Ya haberleri yoktu — ki bu büyük bir zafiyet demektir.
Ya da haberleri vardı — bu da bambaşka bir tartışma kapısı açar.

İzmir Emniyeti: Bir Polis Teşkilatı Değil, Sanki Aile Arabası Filmi

Şardan’ın yazısının ikinci bölümü ise İzmir’den gelen iki “tuhaf” olayı içeriyor. Bu olaylar, emniyet içindeki disiplin ve etik sorunlarının boyutunu göstermesi bakımından ibretlik.
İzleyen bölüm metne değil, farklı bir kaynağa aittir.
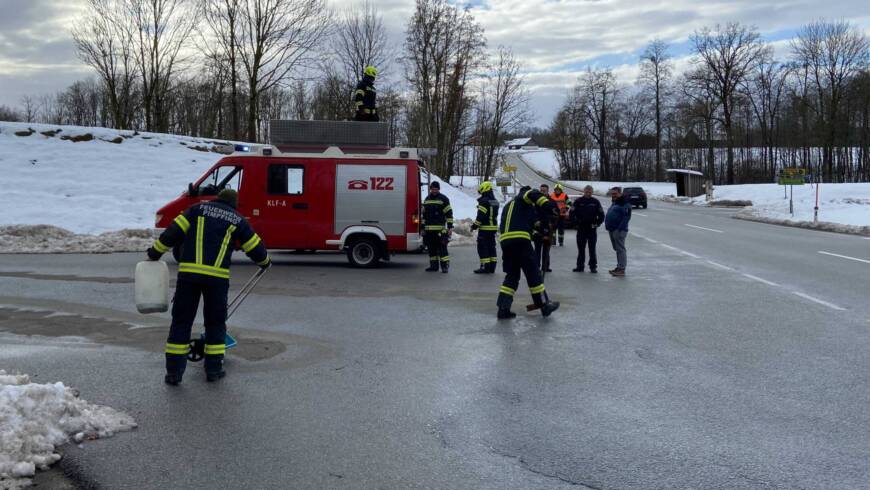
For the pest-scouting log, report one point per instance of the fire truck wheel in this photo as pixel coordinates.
(363, 252)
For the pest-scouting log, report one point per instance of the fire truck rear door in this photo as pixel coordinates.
(371, 195)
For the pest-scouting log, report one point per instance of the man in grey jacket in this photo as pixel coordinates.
(616, 223)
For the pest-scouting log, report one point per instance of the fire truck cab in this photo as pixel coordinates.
(320, 185)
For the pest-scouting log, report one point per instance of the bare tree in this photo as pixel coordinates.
(728, 53)
(221, 42)
(361, 40)
(833, 52)
(160, 30)
(596, 96)
(699, 89)
(765, 90)
(655, 73)
(443, 48)
(103, 41)
(502, 106)
(277, 38)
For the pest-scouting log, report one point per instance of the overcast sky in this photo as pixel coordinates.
(555, 39)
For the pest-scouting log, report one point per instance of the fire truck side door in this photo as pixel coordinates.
(284, 212)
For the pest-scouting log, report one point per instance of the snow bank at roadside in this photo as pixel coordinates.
(97, 185)
(846, 204)
(51, 239)
(35, 418)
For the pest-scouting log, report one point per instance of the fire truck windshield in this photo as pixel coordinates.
(224, 177)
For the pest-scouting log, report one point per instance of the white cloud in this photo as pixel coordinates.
(555, 39)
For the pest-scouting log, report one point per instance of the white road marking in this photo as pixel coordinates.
(844, 257)
(702, 228)
(819, 301)
(716, 264)
(764, 281)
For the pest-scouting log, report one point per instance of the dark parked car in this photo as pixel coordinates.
(636, 196)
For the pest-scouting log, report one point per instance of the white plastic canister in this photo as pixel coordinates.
(152, 286)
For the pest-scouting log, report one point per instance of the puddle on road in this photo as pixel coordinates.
(66, 277)
(46, 323)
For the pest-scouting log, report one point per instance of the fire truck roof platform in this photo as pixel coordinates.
(330, 139)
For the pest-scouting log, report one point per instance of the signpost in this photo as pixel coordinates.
(792, 177)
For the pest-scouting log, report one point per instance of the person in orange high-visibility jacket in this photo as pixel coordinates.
(209, 231)
(559, 197)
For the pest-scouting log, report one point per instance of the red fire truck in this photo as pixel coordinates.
(339, 188)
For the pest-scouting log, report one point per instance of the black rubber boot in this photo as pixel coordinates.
(549, 307)
(505, 314)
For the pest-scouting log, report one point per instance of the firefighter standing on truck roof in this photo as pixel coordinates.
(437, 227)
(209, 231)
(563, 203)
(365, 96)
(487, 222)
(517, 221)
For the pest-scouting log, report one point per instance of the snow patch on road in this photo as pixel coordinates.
(35, 418)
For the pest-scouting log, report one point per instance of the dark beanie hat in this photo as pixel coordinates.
(229, 196)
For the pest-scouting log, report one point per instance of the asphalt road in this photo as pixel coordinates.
(734, 355)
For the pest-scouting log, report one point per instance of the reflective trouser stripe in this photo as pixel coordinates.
(182, 223)
(178, 349)
(515, 234)
(206, 270)
(215, 349)
(220, 260)
(200, 229)
(250, 244)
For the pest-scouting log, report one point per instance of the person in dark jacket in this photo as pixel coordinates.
(365, 96)
(208, 231)
(544, 235)
(518, 219)
(587, 215)
(487, 222)
(616, 223)
(437, 227)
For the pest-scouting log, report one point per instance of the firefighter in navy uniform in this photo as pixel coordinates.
(209, 231)
(365, 96)
(487, 222)
(518, 219)
(437, 227)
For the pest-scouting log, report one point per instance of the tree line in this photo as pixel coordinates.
(224, 68)
(739, 114)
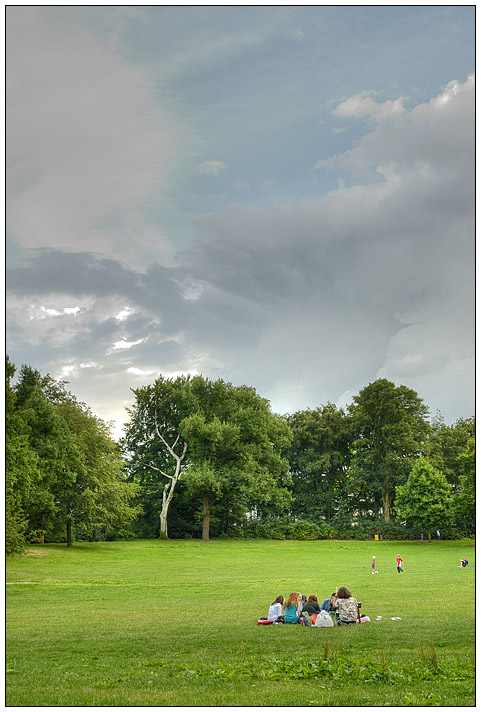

a. Devlet Aracıyla Şirince Gezmesi

– Trafik kontrolünde 170 km hızla yakalanan bir araç…
– İçinden çıkan iki kişi polis değil…
– Araç, İzmir Emniyeti’nin kritik bir şubesine ait!
– Sürücü ise o şube müdürünün kardeşi.
– Araç “kız arkadaşıyla Şirince gezmesi” için verilmiş.

Bu tablo, devlet araçlarının nasıl “aile otomobili” gibi kullanıldığını gözler önüne seriyor.

Ayrıca aynı müdürün, eşine de benzer bir araç tahsis ettiği iddiası var.
Hatta kaza yapılmış, polisler kazayı “üstlenmiş”.
Soruşturma açıldı.

b. Makam Aracıyla Rüşvete Giden İş İnsanı

İzmir’deki ikinci skandal daha da çarpıcı:

– Bir savcı ve bir iş insanı, önemli bir şube müdürünü ziyaret ediyor.
– İş insanı “acil işim var” diyerek makam aracı istiyor.
– Müdür, makam aracını ve şoförünü tahsis ediyor.
– İş insanı, aracın çakarları yanık halde Menderes’teki bir benzinliğe giriyor.
– Ofise geçiyor ve seri numarası alınmış 12.500 dolarlık rüşveti teslim alırken jandarma tarafından suçüstü yakalanıyor.

Operasyonun içine, şube müdürünün makam şoförü de dahil oluyor.
Şube müdürü “talimat verdim” iddiasıyla olaya bağlanıyor.
Savcılık soruşturma başlattı, Emniyet Genel Müdürlüğü müfettiş görevlendirdi.

Teşkilatın En Kritik Birimlerinde Bu Tür Skandalların Yaşanması Ne Anlama Geliyor?

Tolga Şardan’ın yazısı, yalnızca iki örneği değil, aslında büyük bir sorunun sembollerini ortaya koyuyor:

– Denetim zafiyeti,
– Siyasi etki,
– Kurum içi çifte standart,
– Hesap vermezlik,
– Atama süreçlerinde keyfiyet,
– Kamu gücünün kişisel ilişkilere payanda olması.

Bu tablo karşısında İçişleri Bakanı Ali Yerlikaya’nın zaman zaman kamuoyuna yansıyan tepkilerinin neden toplumu ikna edemediği daha iyi anlaşılıyor.

Bir Dipnot: Futbol Dünyasına Düşen Gölge

Şardan’ın yazısının son bölümü, biraz nefeslik olsa da, aslında Türkiye’nin genel ruh halini de yansıtıyor.
Beşiktaş Teknik Direktörü Sergen Yalçın’ın “Gelin siz yapın” çıkışı, eleştiriye kapanan, sorumluluğu başkasına yıkan atmosferin küçük ama anlamlı bir izdüşümü.

Kurumsal Güven Zedelenirken…

T24 yazarı Tolga Şardanın analizinde ortaya çıkan tablo, tekil vakaların ötesinde bir kurumsal aşınmayı işaret ediyor.
Bu aşınmanın sadece emniyeti değil, yurttaş-devlet ilişkisini de etkilediği aşikâr.

Bugün yaşananlar, yarın konuşacağımız daha büyük krizlerin habercisi olabilir.
Kamu gücüyle kişisel ilişki ve çıkar alanlarının kesiştiği her yerde olduğu gibi, bu hikâyenin kaybedeni yine toplum oluyor.